Charges dropped in Cadigan slayings

Innocence Project helps clear LaBatte in '91 deaths

By Andy Nelesen
Gannett Wisconsin Newspapers

APPLETON — Kewaunee County prosecutors on Tuesday dismissed murder charges against Beth LaBatte, 39, the woman who was once convicted — and imprisoned for 10 years — for the 1991 deaths of sisters Ceil and Ann Cadigan.

LaBatte's case was championed by the University of Wisconsin Law School's Innocence Project. Kewaunee County District Attorney Andrew Naze announced the state's decision to drop the charges as the case was gearing up to go to trial a second time.

The Innocence Project won motions to have evidence from the case re-analyzed using current DNA technology and planned to use those findings at trial.

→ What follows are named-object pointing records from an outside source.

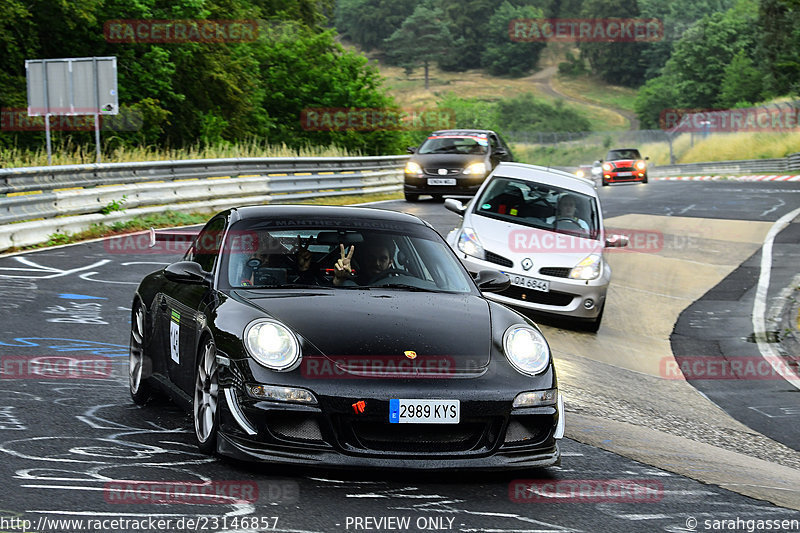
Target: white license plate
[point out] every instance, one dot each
(530, 283)
(424, 411)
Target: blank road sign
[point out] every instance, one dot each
(72, 86)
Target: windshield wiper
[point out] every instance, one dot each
(405, 286)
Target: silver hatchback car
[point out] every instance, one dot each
(544, 229)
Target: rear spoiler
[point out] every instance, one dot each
(177, 236)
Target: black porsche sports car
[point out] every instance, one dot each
(281, 358)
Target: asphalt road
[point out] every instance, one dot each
(78, 449)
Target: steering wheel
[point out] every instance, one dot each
(387, 273)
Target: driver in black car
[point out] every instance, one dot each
(567, 207)
(374, 258)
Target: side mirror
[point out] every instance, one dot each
(492, 281)
(451, 204)
(617, 241)
(187, 272)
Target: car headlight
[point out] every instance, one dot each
(526, 349)
(476, 169)
(413, 168)
(469, 244)
(589, 268)
(271, 344)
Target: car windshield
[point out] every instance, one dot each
(257, 255)
(540, 206)
(614, 155)
(454, 145)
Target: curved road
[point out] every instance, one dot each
(78, 449)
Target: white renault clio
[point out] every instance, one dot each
(544, 228)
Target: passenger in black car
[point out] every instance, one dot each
(374, 259)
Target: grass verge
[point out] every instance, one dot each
(68, 153)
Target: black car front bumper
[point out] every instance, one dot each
(490, 435)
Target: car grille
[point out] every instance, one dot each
(450, 171)
(294, 426)
(423, 438)
(556, 298)
(556, 272)
(498, 259)
(527, 430)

"The defense case got better and better as the months went by after the new trial was granted," said First Assistant State Public Defender Henry Schultz. LaBatte has been free after relatives posted $112,000 worth of property as bail.

Outagamie County Circuit Court Judge Dennis Luebke, who heard the original trial, in November granted LaBatte a new trial. The move hinged on the new DNA results that showed that blood on items connected to the Cadigan murders did not belong to LaBatte.

Naze said key witnesses in the case have died and considering the "significant passage of time and the high cost to taxpayers, a successful outcome at a new trial is unlikely.

"We have pursued all available leads in attempting to develop significant new evidence," Naze said. "However, after conferring with the investigators and my staff, I am satisfied that the state would not be able to meet the heavy burden of proving the case beyond a reasonable doubt."

Schultz gave credit to the two lawyers and six students from the Innocence Project. "I've been doing this over 25 years and there's only two or three times I've had a first-degree murder case dismissed," Schultz said.

LaBatte was arrested for the Cadigan murders in 1996 and eventually convicted of two counts of first-degree intentional homicide and two counts of armed robbery for the beating deaths of the sisters, ages 85 and 90, inside their Kewaunee County farmhouse. LaBatte was sentenced to life in prison for each count.

Efforts to reach LaBatte on Tuesday were unsuccessful.